O riso histérico do zani recomeçou e cresceu, cada vez mais forte, até atingir uma altura insuportável, indo e vindo, oscilante, muito mais forte que qualquer voz humana poderia gritar, perfurando o tempo. Houve movimentos no escuro, uma confusão de pés se arrastando e como que uma quebra de encanto, uma evasão de prenúncios.
— Luz! Luz! — exclamou uma voz poderosa. Inúmeras vezes: — Luz! Luz! Acendam a lareira! Luz!

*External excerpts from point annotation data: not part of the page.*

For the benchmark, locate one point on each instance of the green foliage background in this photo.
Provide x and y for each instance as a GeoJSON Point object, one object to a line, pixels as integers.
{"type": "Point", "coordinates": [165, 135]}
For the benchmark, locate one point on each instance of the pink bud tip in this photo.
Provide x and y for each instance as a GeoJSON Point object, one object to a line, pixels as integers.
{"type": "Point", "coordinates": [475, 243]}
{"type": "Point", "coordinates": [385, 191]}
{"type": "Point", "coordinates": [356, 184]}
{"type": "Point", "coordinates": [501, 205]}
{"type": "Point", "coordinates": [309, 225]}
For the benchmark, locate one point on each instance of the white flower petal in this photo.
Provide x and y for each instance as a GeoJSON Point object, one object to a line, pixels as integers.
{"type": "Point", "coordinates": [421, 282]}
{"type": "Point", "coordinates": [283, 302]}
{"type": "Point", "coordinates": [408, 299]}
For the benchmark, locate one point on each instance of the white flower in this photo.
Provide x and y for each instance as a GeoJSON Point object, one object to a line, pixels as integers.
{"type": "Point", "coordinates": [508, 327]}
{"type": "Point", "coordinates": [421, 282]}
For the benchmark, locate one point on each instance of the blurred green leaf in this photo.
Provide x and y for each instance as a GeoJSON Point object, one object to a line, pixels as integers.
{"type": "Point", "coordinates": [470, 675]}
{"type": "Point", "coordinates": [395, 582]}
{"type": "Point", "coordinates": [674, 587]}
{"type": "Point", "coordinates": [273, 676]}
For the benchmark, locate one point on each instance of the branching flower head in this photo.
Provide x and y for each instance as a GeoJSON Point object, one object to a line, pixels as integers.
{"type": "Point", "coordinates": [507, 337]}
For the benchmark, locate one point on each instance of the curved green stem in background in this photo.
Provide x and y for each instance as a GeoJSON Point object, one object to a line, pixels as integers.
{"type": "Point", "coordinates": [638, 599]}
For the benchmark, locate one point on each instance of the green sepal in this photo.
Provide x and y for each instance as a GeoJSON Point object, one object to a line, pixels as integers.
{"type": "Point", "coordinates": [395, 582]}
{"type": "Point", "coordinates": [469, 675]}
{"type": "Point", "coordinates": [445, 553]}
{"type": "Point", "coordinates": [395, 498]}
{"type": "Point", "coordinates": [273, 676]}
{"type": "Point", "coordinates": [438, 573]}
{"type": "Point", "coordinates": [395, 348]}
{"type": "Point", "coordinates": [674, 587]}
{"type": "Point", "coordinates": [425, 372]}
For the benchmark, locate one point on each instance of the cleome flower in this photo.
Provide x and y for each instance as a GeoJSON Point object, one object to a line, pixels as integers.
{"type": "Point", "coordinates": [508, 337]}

Era o médico de Spreve. Ele havia entrado no círculo e o encantamento se quebrara. Estava ajoelhado ao lado dos zanis, as peças mais vulneráveis do grupo. Ambos estavam encolhidos no chão. O kemmerer repousava com sua cabeça nos joelhos de Faxe, respirando ofegantemente, ainda tremendo todo. A mão de Faxe acariciava seu cabelo, com uma certa gentileza ausente. O Pervertido tinha se retirado para um canto, soturno e deprimido. A sessão tinha terminado, o tempo continuava como sempre. A rede de energia se dissolvera em cansaço e mal-estar. Onde estava a minha resposta, a predição do oráculo, a ambígua enunciação da profecia?
Ajoelhei ao lado de Faxe. Olhou-me com seu olhar límpido. Por instantes eu o vi, como antes, no escuro, como uma mulher vestida de luz e queimando no fogo, gritando: “Sim!”